From American Prospect: http://prospect.org/article/why-alt-labor-groups-are-making-employers-mighty-nervous
Lane Windham
January 30, 2014
A growing minimum wage movement indicates that despite low union membership statistics, labor’s future isn’t as dire as some in the business world might hope.
Union membership remained steady last year—steady at its near-hundred-year low. A mere 6.7 percent of private-sector workers are union members, as are 11.3 percent of U.S. workers overall, according to figures released last Friday by the Bureau of Labor Statistics (BLS.)
Those government union membership statistics, however, don’t capture an entire swath of new, exciting and emerging labor activists—“alt-labor” activists—whom alarmed employers would like to see regulated by the same laws that apply to unions. Yet before we regulate them as unions, shouldn’t we first count them as unions?
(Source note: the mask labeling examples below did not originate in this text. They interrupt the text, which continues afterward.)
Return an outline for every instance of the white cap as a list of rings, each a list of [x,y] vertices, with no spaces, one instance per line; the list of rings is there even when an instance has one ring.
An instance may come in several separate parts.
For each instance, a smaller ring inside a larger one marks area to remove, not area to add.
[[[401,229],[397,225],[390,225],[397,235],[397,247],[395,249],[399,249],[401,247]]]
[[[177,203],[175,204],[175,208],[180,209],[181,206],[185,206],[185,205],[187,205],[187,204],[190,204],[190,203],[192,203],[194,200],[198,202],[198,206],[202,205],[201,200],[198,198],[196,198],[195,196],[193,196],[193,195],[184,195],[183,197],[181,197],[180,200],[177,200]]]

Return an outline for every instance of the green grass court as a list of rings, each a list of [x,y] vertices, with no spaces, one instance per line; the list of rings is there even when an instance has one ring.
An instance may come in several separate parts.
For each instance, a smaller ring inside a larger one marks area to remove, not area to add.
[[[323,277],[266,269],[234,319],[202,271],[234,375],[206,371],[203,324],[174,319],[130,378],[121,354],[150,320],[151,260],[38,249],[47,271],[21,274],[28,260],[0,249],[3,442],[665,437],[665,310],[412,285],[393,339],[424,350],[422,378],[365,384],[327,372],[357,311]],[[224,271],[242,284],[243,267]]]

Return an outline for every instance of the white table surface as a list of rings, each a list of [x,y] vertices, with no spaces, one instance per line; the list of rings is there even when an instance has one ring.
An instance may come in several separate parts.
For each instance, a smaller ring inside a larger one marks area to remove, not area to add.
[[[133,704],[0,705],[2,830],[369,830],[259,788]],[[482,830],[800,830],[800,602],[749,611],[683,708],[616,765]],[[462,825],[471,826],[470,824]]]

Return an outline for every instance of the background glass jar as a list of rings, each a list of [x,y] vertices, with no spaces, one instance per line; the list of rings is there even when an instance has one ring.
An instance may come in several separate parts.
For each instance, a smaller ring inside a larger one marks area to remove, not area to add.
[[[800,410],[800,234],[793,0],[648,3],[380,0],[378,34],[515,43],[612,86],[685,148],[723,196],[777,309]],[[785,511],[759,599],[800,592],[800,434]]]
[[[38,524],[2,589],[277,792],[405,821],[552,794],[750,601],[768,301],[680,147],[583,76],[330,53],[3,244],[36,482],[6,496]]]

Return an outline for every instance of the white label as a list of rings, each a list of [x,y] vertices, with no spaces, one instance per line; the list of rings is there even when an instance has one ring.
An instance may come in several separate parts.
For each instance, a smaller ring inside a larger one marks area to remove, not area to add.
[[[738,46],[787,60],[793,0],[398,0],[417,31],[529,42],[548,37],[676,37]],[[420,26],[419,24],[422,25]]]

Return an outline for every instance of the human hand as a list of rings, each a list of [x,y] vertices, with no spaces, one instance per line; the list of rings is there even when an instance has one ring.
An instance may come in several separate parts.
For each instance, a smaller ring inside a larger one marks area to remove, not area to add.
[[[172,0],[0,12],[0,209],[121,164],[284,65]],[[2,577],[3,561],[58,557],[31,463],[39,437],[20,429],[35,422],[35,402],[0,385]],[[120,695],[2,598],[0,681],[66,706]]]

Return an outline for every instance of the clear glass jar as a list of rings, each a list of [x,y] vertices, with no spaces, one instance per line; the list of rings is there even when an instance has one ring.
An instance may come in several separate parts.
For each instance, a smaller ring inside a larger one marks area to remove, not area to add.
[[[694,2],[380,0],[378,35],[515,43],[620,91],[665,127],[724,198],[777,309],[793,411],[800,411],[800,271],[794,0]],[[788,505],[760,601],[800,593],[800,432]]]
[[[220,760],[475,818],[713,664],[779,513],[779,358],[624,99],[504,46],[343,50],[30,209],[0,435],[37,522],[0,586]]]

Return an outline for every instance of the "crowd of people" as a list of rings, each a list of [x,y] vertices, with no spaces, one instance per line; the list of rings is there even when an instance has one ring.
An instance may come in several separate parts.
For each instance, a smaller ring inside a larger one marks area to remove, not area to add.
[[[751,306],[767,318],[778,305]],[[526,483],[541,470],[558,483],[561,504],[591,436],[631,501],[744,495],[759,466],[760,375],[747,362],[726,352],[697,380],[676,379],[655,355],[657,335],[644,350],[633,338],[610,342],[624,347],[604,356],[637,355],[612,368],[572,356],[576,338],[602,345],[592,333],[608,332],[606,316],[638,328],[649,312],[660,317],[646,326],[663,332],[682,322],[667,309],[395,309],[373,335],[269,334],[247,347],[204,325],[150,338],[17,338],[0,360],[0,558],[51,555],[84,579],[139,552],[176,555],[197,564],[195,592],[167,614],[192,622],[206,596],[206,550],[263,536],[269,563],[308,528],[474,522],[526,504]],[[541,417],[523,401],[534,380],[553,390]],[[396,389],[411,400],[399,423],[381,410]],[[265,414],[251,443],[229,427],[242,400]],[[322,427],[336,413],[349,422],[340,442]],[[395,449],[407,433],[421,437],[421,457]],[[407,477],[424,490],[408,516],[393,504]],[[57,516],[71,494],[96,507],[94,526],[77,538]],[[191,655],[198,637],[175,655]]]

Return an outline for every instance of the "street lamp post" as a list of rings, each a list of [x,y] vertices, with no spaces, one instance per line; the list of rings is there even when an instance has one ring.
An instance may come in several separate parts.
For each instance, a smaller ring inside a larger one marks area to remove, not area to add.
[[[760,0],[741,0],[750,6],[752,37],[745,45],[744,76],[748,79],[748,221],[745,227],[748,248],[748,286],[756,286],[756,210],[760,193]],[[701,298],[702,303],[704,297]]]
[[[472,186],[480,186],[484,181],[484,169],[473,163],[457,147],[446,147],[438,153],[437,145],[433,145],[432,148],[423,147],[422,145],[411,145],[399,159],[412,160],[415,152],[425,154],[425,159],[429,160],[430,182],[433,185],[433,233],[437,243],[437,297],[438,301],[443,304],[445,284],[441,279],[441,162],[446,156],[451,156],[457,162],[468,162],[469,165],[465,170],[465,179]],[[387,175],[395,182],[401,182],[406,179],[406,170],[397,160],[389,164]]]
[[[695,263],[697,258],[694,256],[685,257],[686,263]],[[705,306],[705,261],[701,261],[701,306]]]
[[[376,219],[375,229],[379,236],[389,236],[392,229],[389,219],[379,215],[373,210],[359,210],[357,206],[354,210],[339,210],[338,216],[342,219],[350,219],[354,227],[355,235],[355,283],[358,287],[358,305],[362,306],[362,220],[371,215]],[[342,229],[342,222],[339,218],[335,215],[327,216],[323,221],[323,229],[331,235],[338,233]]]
Consider those striking fast food workers you’ve been reading about, the ones calling for a $15 an hour wage. Their numbers are not counted in the union membership figures. How about those Wal-Mart workers who struck for Black Friday and just won a key court case? Uncounted. What about the day laborers who joined any one of hundreds of workers’ centers nationwide? You got it, not included. Neither are the restaurant workers, home health care workers, taxi drivers or domestic workers, all of whom are organizing for workplace power outside traditional unions.
Why are these labor activists uncounted? The BLS bases its union membership numbers on the Current Population Survey (CPS). Every month, the government asks about 15,000 people whether they are union members or members of an employee association like a union. The people who went on strike at McDonald’s for a day, or who joined a local workers’ center, will almost certainly say “no” to this question, because they don’t pay union dues or aren’t covered by a contract. The government’s questions have no place for these workers who are part of a new breed of “alt-labor” groups leveraging workplace power outside the realm of collective bargaining —such as through worker centers, labor coalitions, or the three million members of the AFL-CIO’s Working America. In addition, the government union numbers exclude people who report they are self-employed. In todays’ economy, that could easily mean day laborers and domestic workers who are part of new labor groups.